De l'ensemble de ces observations, il s'évince :
- que le projet de partage du 10 janvier 2019 a indûment mis à la charge de Messieurs [J] et [Z] [W] le rapport d'un avantage indirect valorisé à la somme de 71 175,84 €, soit la moitié à la charge de chacun à concurrence de 35 587,92 €, de sorte que cet avantage indirect doit être exclu des opérations de partage telles que ressortissant du canevas liquidatif figurant dans ledit projet de partage du 10 janvier 2019
- que Messieurs [J] et [Z] [W] sont à tout le moins redevables de cette différence de valeur d'un montant de 51 939,12 €, dès lors qu'aux termes de la dation en paiement du 16 mars 2000, le prix de cession de la propriété agricole qui en était l'objet devait se compenser avec le montant de la créance de salaire différé dont ' Messieurs [J] et [Z] [W] étaient réputés bénéficiaires ', ce qui implicitement justifie de leur faire supporter à chacun la moitié de ladite différence de valeur, soit la somme de 25 969,56 €, laquelle doit venir en compensation de la créance de salaire différé admise au bénéfice de chacun pour un montant respectif de 77 472,40 € s'agissant de Monsieur [J] [W], et de 60 256,30 € s'agissant de Monsieur [Z] [W].
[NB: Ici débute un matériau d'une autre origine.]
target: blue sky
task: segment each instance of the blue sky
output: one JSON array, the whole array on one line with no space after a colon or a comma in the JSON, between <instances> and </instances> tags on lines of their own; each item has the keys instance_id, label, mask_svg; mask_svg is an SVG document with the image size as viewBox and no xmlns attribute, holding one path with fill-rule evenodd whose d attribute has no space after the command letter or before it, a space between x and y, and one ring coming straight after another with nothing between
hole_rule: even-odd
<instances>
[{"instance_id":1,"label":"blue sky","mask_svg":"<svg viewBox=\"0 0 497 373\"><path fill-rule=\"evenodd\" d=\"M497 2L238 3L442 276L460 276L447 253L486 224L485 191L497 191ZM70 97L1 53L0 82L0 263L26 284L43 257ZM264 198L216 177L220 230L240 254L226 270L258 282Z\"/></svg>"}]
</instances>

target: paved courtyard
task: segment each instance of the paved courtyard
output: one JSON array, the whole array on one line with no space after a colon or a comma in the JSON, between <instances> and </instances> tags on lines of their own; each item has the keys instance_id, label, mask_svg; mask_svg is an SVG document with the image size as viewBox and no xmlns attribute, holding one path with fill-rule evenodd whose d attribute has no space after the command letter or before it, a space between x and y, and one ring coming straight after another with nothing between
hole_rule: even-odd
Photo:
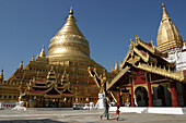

III) Sur la question des soultes mises à la charge de Messieurs [J] et [Z] [W] :
A titre liminaire, il y a lieu de constater que Messieurs [J] et [Z] [W] ont été reconnus redevables d'une soulte envers leurs copartageants, sachant qu'aux termes du projet de partage du 2 avril 2019, la soulte mise à la charge de chacun d'eux s'élève respectivement à la somme de 25 156,47 € pour [J] [W] et à la somme de 42 372,57 € pour [Z] [W] , tandis qu'aux termes du projet de partage du 10 janvier 2019, la soulte mise à la charge de [J] [W] a été chiffrée à la somme de 32 682,02 €, alors que celle mise à la charge de [Z] [W] a été chiffrée à la somme de 49 898,12 €, cette différence s'expliquant par la prise en compte pour le calcul desdites soultes de l'avantage indirect imputé à titre de libéralité à chacun des bénéficiaires de la dation en paiement opérée par acte authentique du 16 mars 2000.
En première instance comme en cause d'appel, se trouve contestée par Messieurs [J] et [Z] [W] ou leurs ayants-droit, leur obligation au paiement d'une soulte, sachant qu'au soutien de leur contestation, les intéressés opposent un moyen tiré de la prescription quinquennale applicable en matière d'actions personnelles ou mobilière.
A l'analyse du dossier, force est toutefois de reconnaître que la position ainsi défendue par Messieurs [J] et [Z] [W] ou leurs ayants-droit est dénuée de pertinence, en ce que le versement d'une soulte est le mécanisme qui permet de garantir le principe de l'égalité du partage entre copartageants, applicable dans toute instance judiciaire en partage, indépendamment de l'exercice de toute action patrimoniale entre copartageants, telle qu'une action en paiement.
De surcroît, les Consorts [W] sont mal fondés à critiquer le jugement rendu le 9 février 2017, pour avoir dans sa motivation fait référence aux dispositions de l'article 1235 devenu l'article 1302 du Code Civil ayant trait à l'action en recouvrement de l'indu, en ce que la référence à l'exercice d'une telle action concernait la seule hypothèse d'une erreur commise en faveur de Messieurs [J] et [Z] [W] dans le chiffrage du montant de leur créance de salaire différé respective, et aucunement la question de la soulte qu'ils étaient susceptibles de devoir à leurs copartageants :
- en fonction du montant de leurs droits successoraux respectifs
- après prise en compte
* de leur créance de salaire différé admise au bénéfice de chacun pour un montant respectif de 77 472,40 € s'agissant de Monsieur [J] [W], et de 60 256,30 € s'agissant de Monsieur [Z] [W]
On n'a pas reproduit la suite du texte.